Given the power of student-based budgeting to level the playing field, it’s unfortunate that very few districts took up the call to apply for this flexibility. The ESSA provision permits up to 50 districts to pilot a weighted per-pupil funding system for three years, but only five districts applied for the flexibility, and only Puerto Rico received approval (that approval was later rescinded).
Although those numbers are underwhelming, perhaps they’re not surprising; changing an entrenched system necessarily involves costs, and the original pilot offered no additional funding to assist districts in transitioning away from the status quo. Indeed, the Congressional Research Service, a nonpartisan research entity working on behalf of Congress, recently published an analysis of the pilot, attempting to explain why it failed to garner greater interest among school districts. The report suggests that the pilot’s relative unpopularity was due, in part, to surmountable obstacles, such as an insufficiently long duration (only three years) and a lack of federal financial support “to ease the transition to the new funding system.”
As a nation, we shouldn’t give up on student-based budgeting.

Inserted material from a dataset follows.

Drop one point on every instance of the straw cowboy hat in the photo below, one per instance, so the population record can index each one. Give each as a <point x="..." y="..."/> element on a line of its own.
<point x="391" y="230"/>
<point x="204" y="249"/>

It remains a proven path to narrowing our pernicious equity gap, a way to ensure that all students have a chance to begin the race at the same starting line. Congress should provide funding to incentivize participation in the ESSA pilot and help districts move away from traditional, inequitable funding methods. The U.S. Department of Education should open another window for districts to apply for the pilot. And districts should step up to take on the challenge of reshaping the way resources flow to schools and students. We talk a lot about educational equity — now let’s put our money where our mouths are.
Ramin Taheri is director of advocacy and policy at Chiefs for Change.